Author: Sara M. Wincek

Summary

  • Employers commonly outsource some or all payroll functions to a third party payroll company in order to be relieved of the responsibility of withholding income and employment taxes from employees' pay, and of reporting and remitting amounts withheld to federal, state, and local authorities, among other payroll tasks. There are many third party payroll companies to choose from that offer various types of services that meet employers' specific needs. Payroll/HR managers should carefully consider the advantages and disadvantages of outsourcing before deciding to do it. See Outsourcing Payroll.
  • For employers that prefer to keep the payroll function in-house, the two main methods available include a manual system using simple calculators and timesheets, and automated payroll software developed by an outside company. Before deciding on an automated system, employers should explore not only the available software options, but also the many considerations and decisions that will be involved in choosing and implementing the right system for the organization. See In-House Automated Payroll Systems.
  • Automated payroll systems (APS) use computer software to compute payroll in-house and perform several other essential payroll functions.
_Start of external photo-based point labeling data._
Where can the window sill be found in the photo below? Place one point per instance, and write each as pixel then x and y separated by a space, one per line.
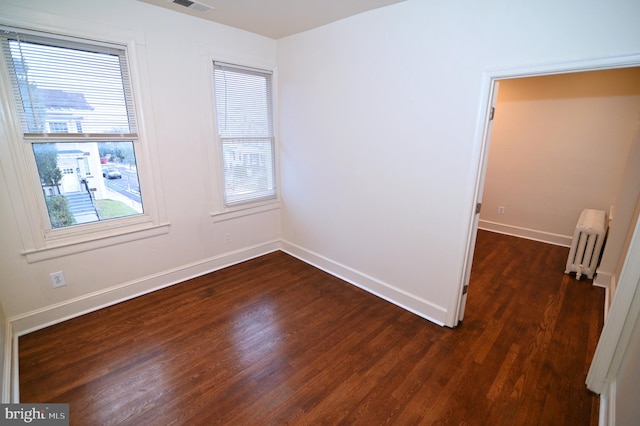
pixel 237 212
pixel 87 244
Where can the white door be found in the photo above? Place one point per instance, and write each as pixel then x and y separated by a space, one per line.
pixel 488 124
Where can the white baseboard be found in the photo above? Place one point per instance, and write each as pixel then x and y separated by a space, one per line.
pixel 31 321
pixel 53 314
pixel 401 298
pixel 530 234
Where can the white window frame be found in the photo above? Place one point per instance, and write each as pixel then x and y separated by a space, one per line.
pixel 260 203
pixel 40 242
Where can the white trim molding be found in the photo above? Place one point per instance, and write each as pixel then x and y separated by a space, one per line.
pixel 53 314
pixel 412 303
pixel 617 331
pixel 529 234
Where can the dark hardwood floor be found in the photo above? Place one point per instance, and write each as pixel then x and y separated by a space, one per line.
pixel 275 341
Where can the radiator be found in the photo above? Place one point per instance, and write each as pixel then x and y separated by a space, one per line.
pixel 586 247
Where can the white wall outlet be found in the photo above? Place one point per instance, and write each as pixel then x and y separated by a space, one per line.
pixel 57 279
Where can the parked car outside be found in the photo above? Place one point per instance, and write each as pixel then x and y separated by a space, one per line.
pixel 111 173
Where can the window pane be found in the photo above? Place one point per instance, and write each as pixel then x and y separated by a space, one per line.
pixel 243 103
pixel 88 181
pixel 248 170
pixel 70 90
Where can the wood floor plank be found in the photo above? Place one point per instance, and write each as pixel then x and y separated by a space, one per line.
pixel 275 341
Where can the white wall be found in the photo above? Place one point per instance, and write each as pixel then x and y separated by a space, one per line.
pixel 5 356
pixel 559 145
pixel 379 142
pixel 627 410
pixel 177 118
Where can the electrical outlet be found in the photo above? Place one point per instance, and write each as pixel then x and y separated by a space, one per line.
pixel 57 279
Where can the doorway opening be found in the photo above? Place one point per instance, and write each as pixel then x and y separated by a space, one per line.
pixel 532 80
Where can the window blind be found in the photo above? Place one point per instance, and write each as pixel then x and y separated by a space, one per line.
pixel 57 76
pixel 244 116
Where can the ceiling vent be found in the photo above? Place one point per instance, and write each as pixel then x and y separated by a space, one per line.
pixel 192 5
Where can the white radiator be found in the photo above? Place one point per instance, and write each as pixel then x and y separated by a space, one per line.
pixel 587 243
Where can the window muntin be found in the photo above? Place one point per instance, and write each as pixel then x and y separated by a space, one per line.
pixel 75 106
pixel 244 112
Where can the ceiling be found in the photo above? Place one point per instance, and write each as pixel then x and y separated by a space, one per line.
pixel 274 18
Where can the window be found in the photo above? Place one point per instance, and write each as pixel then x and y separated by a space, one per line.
pixel 75 106
pixel 244 114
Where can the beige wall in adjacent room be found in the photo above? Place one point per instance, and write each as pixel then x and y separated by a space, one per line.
pixel 559 145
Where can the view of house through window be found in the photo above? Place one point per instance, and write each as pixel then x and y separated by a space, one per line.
pixel 244 113
pixel 88 181
pixel 76 112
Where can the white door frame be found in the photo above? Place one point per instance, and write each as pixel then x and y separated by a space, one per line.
pixel 490 77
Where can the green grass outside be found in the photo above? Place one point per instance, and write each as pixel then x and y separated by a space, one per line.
pixel 109 209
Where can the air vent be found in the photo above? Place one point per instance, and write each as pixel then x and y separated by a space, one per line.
pixel 195 6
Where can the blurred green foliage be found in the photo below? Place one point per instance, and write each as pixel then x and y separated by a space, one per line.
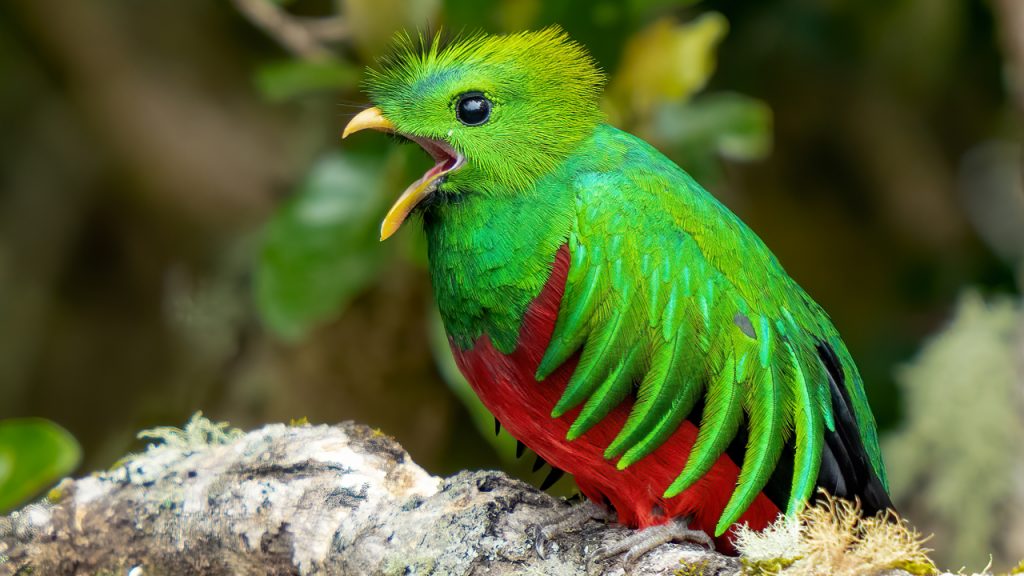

There are many considerations as well as advantages and disadvantages to be aware of when choosing an APS. See How to Choose an Automated Payroll System.
  • Before implementing an APS, payroll/HR managers should take specific steps: prepare and plan by establishing an implementation timeline, train staff, perform a gap analysis, convert data, test the system, and evaluate system performance. See How to Implement an APS.
  • APS can make it easier for staff to have access to confidential payroll and employer financial information. At a public employer, the Sarbanes-Oxley Act of 2002 (SOX) should be complied with when establishing system controls.

    See
    Employee Management > Training and Development;
    Employee Management > Employee Discipline;
    Labor Relations > Employer Liability;
    APS Controls for Publicly Held Employers.
  • If changing over to an APS, standard payroll policies should be retained but with some changes. Like payroll procedures, the main purpose of APS procedures is to ensure that the payroll process runs efficiently, securely, and accurately. See APS Policies and Procedures.
  • While using an APS relieves many security concerns, it also creates new ones. Payroll/HR managers should establish certain access controls and guidelines for the system, as well as certain internal controls. See APS Security.
  • Because most companies that provide APSs have large backup systems, including off-site backup systems, employees will continue to be paidwithout interruption even if a fire, hurricane, or earthquake should occur. See APS Disaster Response.
  • Automated time and attendance systems (ATAS) efficiently record and manage employee attendance and keep track of hours worked for payroll purposes. The right system can ensure that the payroll department remains compliant with the Fair Labor Standards Act. See Employee Compensation > Employee Classification. When choosing an ATAS, payroll/HR managers should know what factors to consider, as well as the advantages and disadvantages of the various system options. See Automated Time and Attendance Solutions .
  • An employer can pay for optional features to be added on to its APS that will make it easier to do payroll and HR updates. These features generally include employee self-service (ESS), manager self-service (MSS), HR information systems (HRIS), and HR management systems (or solutions) (HRMS). See Optional APS Services.